PERMA and Reducing Your “Miserable” Index

It is Saturday. I am back from site. I just had Nutra Grain with a banana in it (cut into slices) for breakfast. Basically I know that Nutra Grain is not a good breakfast so I add in the banana to try and improve the ‘goodness’ of it. Then I sat down in front of the TV. I am the only person up even though it is almost midday. I clicked around trying to find something to watch on TV but at midday on a Saturday there is basically nothing worth watching on all eleven free-to-air channels.

I don’t have Foxtel, or ‘cable’ (for my American readers). I was tossing up between Green Acres, made in 1965 starring Eddie Albert and Eva Gabor, and ABC 24. In the end—as much as I do enjoy Green Acres with its pig with an IQ of 140—I went for ABC 24, the continuous ‘free’ news and events channel, and, as it happened, I was just in time to catch the start of a BigIdeas talk on PERMA.

Now, like most of you (probably), I had never heard of PERMA and I seriously was not expecting to get much out of this talk. Certainly nothing that I was going to find interesting or exciting. But right from the opening couple of minutes by the speaker I was engaged.
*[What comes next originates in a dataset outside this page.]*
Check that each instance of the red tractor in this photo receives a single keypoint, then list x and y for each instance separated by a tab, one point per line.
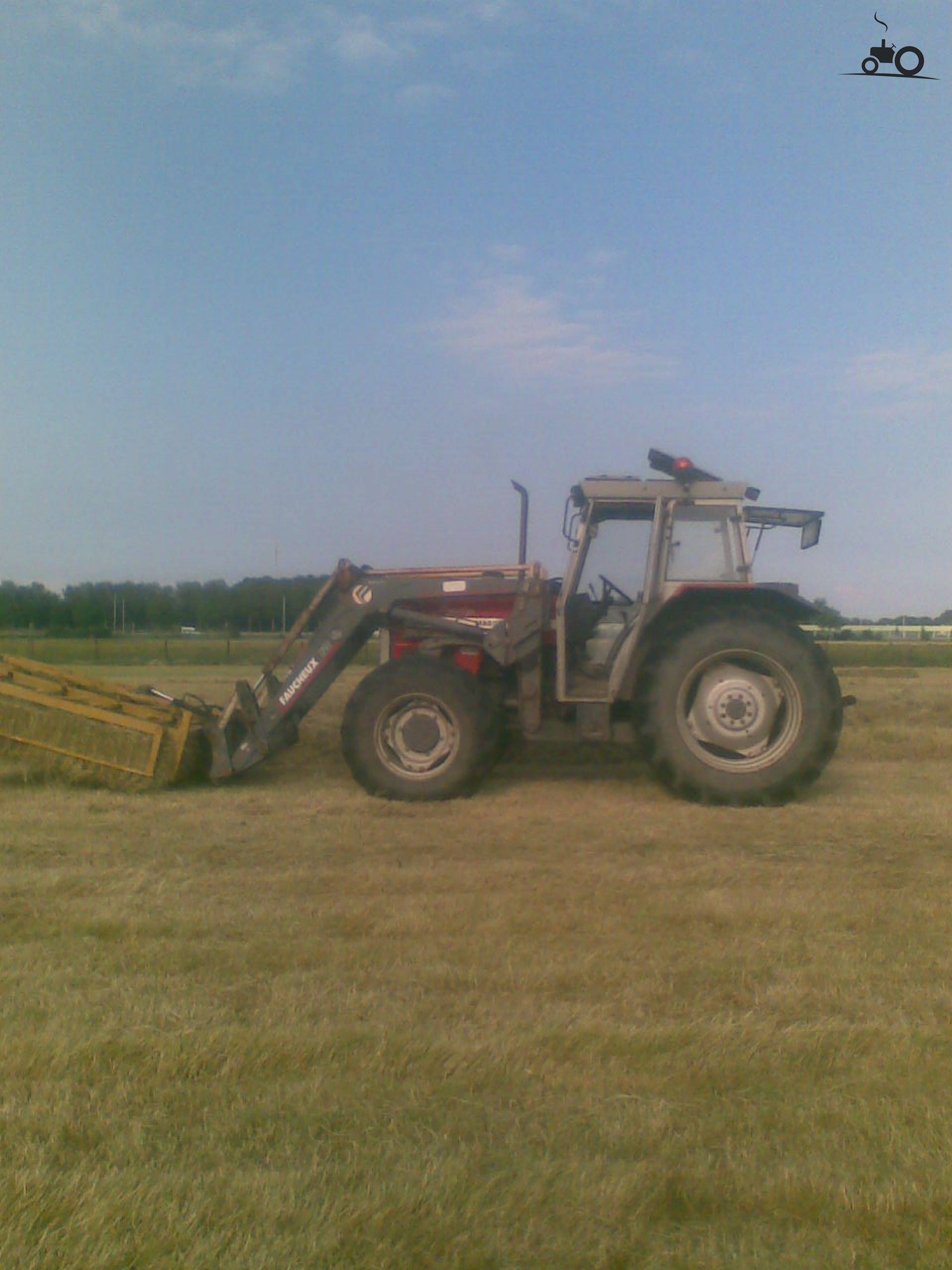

He told us that Freud, the Austrian neurologist who invented psychoanalysis back in the mid 1800s, said that the best any person could ever hope for out of life was ‘not to be miserable and suffering most of the time’. This engaged me because on a miserable scale of 1 to 10 I would rate my situation somewhere above 7. I found it very interesting that the father of modern phycology had determined some time ago that we are all doomed to be miserable and suffering most of the time.

The next couple of points he stated were also interesting.

He stated that economists are saying that our children cannot hope to be as wealthy as we are or were. That due to the reality of the global economic dynamics forecast for the next 50 years our kids cannot hope to enjoy the relative abundance of wealth that we in the Western World have had over the last 50 years (with the odd depression thrown in here and there). But basically, in the next 50 years the average relative wealth per person will drop due to the falling value of money, increasing taxes (in the fight against global warming and to keep paying for everything that governments provide including the escalating cost of ‘security’, wars, and health services), the increasing cost of energy (due to crude running out and the cost of alternatives being so much more expensive), and the ever increasing cost of food as it gets harder to provide enough food.

I found this first point interesting and I have made a note in OneNote to research this further. But the next point was even more interesting.

He then told us that while relative wealth will fall it is likely our kids will have a less miserable life than we have had! I am thinking, based on all of the above, how could this possibly be?

Well with those opening comments I just had to watch the rest of his talk.

It turns out the speaker, Martin Seligman, is an expert, if not ‘the’ world’s expert, on Positive Psychology and a “theory of wellbeing” (as he puts it) that he calls PERMA.

Because I don’t want to write thousands of words in this post (because research shows that people hate reading long posts) I will just summarise a few “take-away” bullets from the talk:

  • The talk is about PERMA and how the components of PERMA govern a person’s overall wellbeing.
  • PERAM stands for Positivity (Positive Emotion and Happiness), Engagement, Relationships, Meaning (Pleasure), and Accomplishment (Achievement).
  • According to the PERMA studies a person’s “Positivity” is 50 percent inherited and is only increasable by lifestyle changes during your life by a maximum of 15 percent.
  • People mostly only achieve their highest ‘positivity’ states in the company of other people. High-positivity is rarely, almost never, achieved when you are solitary.
  • Based on a PERMA survey of 23 European countries the top three ‘least miserable’ countries were Denmark, Switzerland, and Austria. The UK and Germany are in the middle. France (who would have thought?) and the former Soviet Union are at the bottom.
  • We are most happy (least miserable) when our highest coping strengths and abilities are just matched the challenges that are coming our way. It is at this point we go into what the PERMA theory refers to as ‘free flow’. Challenges that are too easy compared to our strengths will generate misery as do challenges that we cannot cope with.
  • Statistically marriage counselling is the single worst form a physiotherapy. You are dealing with people who are lying to you, lying to themselves, and lying to each other. Marriage counselling is successful if you can take an ‘insufferable marriage’ and move it forward to ‘barely tolerable’. That is success.
  • When it comes to feeling good for longer doing something philanthropic (giving) trumps doing something fun. When you do something fun then when it’s over, it’s over. It’s done. The emotional well-being flow is gone. When you do something philanthropic the wellbeing payback can last days, weeks, months, and even years.
  • Quote from the talk: “If you are depressed or miserable right now the one single most effective thing you can do for a boost is to go out and help another person.”
  • Discipline and focus are at least twice as important as IQ in achieving success.